There is no such thing as safe change

Many young or new developers have sometimes hard to deal mind set. Imagine you are developing big product and you about to release it. And then QA found problem that must be fixed. Fix is small and it looks like it is affecting only really small area that can be easily tested. And there is temptation to fix it, test only that small area by R&D and release it. And I will show that there is no such thing as safe change.

But before I will go to example from my experience, I have to remind you, that any application has a lot of bugs. Even “hello world” application can have some bugs especially if it does use run-time library. Most of these bugs are in some edge cases that almost never happen. There are also pair of bugs that masking each other and there are bugs that never manifest itself due to pure luck. And any change can upset last 2 category of bugs. And I already imagine that someone saying: “But I only recompiled small module ABC that has no external connection and sure it does not affect anything else”. And I will show you, that even that can lead to bugs in different completely unrelated area of code.
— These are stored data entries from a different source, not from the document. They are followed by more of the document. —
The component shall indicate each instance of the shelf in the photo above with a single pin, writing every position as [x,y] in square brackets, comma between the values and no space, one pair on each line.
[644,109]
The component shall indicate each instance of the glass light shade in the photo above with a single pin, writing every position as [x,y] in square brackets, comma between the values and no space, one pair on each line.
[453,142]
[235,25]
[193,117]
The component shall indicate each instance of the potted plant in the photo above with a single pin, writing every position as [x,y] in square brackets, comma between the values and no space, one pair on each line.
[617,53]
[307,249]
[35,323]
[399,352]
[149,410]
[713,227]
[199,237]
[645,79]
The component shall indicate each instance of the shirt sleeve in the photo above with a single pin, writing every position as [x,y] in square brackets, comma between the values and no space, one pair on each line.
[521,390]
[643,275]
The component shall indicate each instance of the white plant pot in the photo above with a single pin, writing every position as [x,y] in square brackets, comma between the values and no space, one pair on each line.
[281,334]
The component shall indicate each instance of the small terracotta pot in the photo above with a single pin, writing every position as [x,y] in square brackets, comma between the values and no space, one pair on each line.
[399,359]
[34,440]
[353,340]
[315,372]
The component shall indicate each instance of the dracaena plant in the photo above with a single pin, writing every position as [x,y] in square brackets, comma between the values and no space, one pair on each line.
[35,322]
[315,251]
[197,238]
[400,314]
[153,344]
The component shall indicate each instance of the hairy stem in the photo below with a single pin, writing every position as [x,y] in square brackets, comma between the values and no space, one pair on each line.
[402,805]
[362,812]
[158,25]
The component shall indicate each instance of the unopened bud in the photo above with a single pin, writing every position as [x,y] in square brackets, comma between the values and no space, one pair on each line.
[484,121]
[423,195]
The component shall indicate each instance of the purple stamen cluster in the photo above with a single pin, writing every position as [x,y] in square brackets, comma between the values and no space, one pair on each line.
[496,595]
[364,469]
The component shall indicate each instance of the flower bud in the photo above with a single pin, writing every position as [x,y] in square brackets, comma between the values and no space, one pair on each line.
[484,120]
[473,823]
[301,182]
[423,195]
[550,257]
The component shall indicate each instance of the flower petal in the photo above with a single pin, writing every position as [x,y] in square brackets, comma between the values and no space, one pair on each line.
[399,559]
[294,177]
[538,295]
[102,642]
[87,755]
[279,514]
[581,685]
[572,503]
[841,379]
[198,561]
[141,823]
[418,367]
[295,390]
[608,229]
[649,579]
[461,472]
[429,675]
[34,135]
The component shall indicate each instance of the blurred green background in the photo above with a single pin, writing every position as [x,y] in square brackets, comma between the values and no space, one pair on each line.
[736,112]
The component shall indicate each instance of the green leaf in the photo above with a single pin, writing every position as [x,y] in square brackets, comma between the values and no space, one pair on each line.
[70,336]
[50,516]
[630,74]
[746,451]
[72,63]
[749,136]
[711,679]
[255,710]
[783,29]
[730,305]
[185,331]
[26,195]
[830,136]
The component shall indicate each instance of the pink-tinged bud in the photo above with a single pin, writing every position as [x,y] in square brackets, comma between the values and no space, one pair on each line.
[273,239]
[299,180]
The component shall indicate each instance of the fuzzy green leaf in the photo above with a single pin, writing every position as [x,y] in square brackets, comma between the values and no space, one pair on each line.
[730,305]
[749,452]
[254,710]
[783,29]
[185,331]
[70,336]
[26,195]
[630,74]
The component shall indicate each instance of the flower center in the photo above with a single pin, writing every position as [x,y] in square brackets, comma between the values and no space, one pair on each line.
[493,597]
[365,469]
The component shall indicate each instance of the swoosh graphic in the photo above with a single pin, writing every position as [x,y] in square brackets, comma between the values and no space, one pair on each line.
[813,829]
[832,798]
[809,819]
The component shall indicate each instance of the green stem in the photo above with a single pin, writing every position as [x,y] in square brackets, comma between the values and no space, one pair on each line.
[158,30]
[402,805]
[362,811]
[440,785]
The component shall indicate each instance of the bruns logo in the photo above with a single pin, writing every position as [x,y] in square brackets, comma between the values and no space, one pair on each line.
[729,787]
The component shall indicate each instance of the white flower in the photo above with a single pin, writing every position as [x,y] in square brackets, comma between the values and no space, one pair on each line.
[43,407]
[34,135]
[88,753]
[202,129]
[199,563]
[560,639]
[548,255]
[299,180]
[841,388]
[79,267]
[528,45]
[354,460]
I was asked to investigate why application is crashing after some unrelated change. After few minutes I found bug, but that bug was unrelated to that change in any way. Moreover, after checking history in version control and I could not find any changes related to that bug in last 2 years. But after I reverted change, everything started to work correctly even bug is still present. And here is first lesson: you as developer should not be tempted to just fix bug. You should investigate why does it happen and why it did not happen before. And very often you can find more problems or will fix differently.

And I did follow my own advice. And after I found following code:
 

void Cat::Func()
{
  if(initialized)
  {
    DoSomething();
  }
}

With fix, application crashes in DoSomething, but without that fix DoSomething never executed. Really strange.

And after I did investigate more, I found that when Func is executing, this is not Cat class and it is Dog class. And indeed, I found some really old code in our application that does unsafe cast to Cat class. And as you can imagine it should always crash. But code works fine from moment that someone started using that code about 2 years ago.

And then I found that reading initialized field when class is Dog will read lowest byte of some pointer. And happens that for last two years that lowest byte of that pointer was always zero. And that small change we did, somehow affected memory allocations and now it is never zero and application always crash.

Imagine that we did release our application to customers without testing it. It would be disaster. And thus, is second rule: After any change, application should be retested.